Falavam de literatura, do processo das “Três Marias” - que o tinha “marcado muito” -, mas também da vida, das pessoas que tinham em comum, dos acontecimentos do quotidiano. “Como ela era júri de vários prémios literários, recebia caixotes cheios de livros e tinha que os ler. Então lia e comentava comigo. [risos] Ela tinha imensa graça a descrever as coisas, a contar histórias”, recorda. “Lembro-me que ela tinha uma cadelinha pug que tinha autorização para entrar no Lux com ela”, conta, entre gargalhadas. 

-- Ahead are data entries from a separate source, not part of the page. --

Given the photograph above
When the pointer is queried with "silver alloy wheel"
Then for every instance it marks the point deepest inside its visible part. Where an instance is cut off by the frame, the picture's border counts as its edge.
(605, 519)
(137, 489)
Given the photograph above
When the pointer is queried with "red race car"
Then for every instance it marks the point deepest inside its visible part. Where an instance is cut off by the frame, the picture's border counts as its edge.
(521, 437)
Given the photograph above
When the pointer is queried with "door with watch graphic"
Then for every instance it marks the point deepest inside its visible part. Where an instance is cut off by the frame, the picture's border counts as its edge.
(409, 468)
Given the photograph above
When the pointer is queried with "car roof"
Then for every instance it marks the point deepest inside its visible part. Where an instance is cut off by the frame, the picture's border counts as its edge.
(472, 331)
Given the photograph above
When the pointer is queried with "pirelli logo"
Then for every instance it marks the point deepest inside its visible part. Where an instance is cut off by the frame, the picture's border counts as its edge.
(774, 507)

Bouza Serrano começou também a interessar-se mais pela sua obra literária, mergulhando naquela escrita “muito rica e inovadora”. Muitos dos livros foram-lhe oferecidos pela própria autora, com as devidas dedicatórias. “Em O Amante do Crato, numa edição da Asa com um desenho do João Cutileiro, escreveu assim: «A José de Bouza Serrano, meu novo 

companheiro de carteira. Afectuosamente, Maria Velho da Costa». Também me dedicou o Missa in Albis: «Para José de Bouza Serrano, Missa in Albis, livro com paciência e razão. E a muita simpatia da Maria Velho da Costa»”, partilha. E, em todos eles, a mesma inscrição: «Lisboa, Instituto Camões, 2003». Testemunha do tempo e do lugar de um encontro que o marcou para sempre. “Ia eu para uma coisa ‘maçadora’, de trabalho, e de repente tenho o privilégio de ter uma companheira de carteira notável, que me ensinou tanto. Foi realmente uma experiência única”, garante. “Guardo uma grande ternura por uma figura que era, de facto, extraordinária e que tive o prazer de conhecer melhor por causa deste convívio”.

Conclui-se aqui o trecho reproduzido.